Friday, September 06, 2013

At the recent G20 Summit in St. Petersburg, Russia Prime Minister Stephen Harper announced his government intends to return to balanced budgets and reduce the national debt to 25% of GDP.  He has also urged the provincial and territorial governments of Canada and G20 countries to follow his leadership.  Now here are the facts!

Prime Minister Harper once claimed if elected as Prime Minister that he would never run a deficit budget.  He now holds the record for squandering billions of surplus funds when he took office, running continuous budget deficits and running this country into the highest national debt in the history of Canada.  Harper claims he will try to return to balanced budgets by 2015, but that is dependent on our economy, the world economy, and at this point neither look very good and Canada’s national debt continues to rise.  It is now over 616 billion and rising and Canadian taxpayers will have to pay for this one day.

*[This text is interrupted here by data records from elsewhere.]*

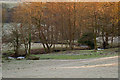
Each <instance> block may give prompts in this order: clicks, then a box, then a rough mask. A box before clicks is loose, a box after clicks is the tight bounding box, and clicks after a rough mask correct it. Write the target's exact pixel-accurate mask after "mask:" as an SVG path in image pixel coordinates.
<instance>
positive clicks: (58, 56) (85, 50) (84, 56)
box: [8, 48, 118, 59]
mask: <svg viewBox="0 0 120 80" xmlns="http://www.w3.org/2000/svg"><path fill="white" fill-rule="evenodd" d="M115 51H118V48H110V49H105V50H101V51H97V52H94V50H69V51H61V52H55V53H49V54H37V55H34V54H32V55H30V56H34V57H40V59H87V58H98V57H109V56H117V54H110V53H114V52H115ZM69 52H70V53H69ZM8 53H13V51H8ZM74 53H77V55H76V54H74ZM101 53H102V54H101ZM86 54H87V55H86Z"/></svg>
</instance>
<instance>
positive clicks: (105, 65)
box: [2, 56, 118, 78]
mask: <svg viewBox="0 0 120 80" xmlns="http://www.w3.org/2000/svg"><path fill="white" fill-rule="evenodd" d="M2 67H3V69H2V70H3V72H2V74H3V75H2V76H3V77H4V78H118V56H114V57H104V58H94V59H77V60H36V61H33V60H27V61H26V60H19V61H16V60H12V61H10V62H8V61H5V62H4V63H3V66H2Z"/></svg>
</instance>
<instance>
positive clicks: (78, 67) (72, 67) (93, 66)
mask: <svg viewBox="0 0 120 80" xmlns="http://www.w3.org/2000/svg"><path fill="white" fill-rule="evenodd" d="M116 65H118V63H111V64H99V65H89V66H73V67H60V68H94V67H107V66H116Z"/></svg>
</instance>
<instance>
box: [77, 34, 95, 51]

Further, in the many Middle East conflicts our Prime Minister has committed millions of taxpayer’s dollars for humanitarian aid.  He recently announced further aid to those affected by the crisis in Syria bringing Canada’s contribution to $203.5 million for humanitarian assistance to the crisis in Syria since January 2012.  Harper claims this is necessary to assist the millions displaced to neighboring countries due to the conflict and that 100,000 have died since the conflict began.  Harper now supports the US position of a military strike since the United Nations concluded the Syrian regime used gas to kill people in this ugly conflict.  If we were going to intervene in a conflict that is not ours then we should have done it sooner, saved a hundred thousand lives and $203.5 million of Canadian tax dollars.  There were over 800,000 Rwandan’s killed in the Rwanda Genocide back in 1994 that only lasted one hundred days while the world, including Canada, stood by and did nothing.

How are we to continue supporting the Harper government unless he gets our national debt down balances the annual budget and establishes a foreign policy Canadians can understand and support.  Prime Minister Stephen Harper needs to get his feet back on Canadian soil and start looking after the interests of Canadians.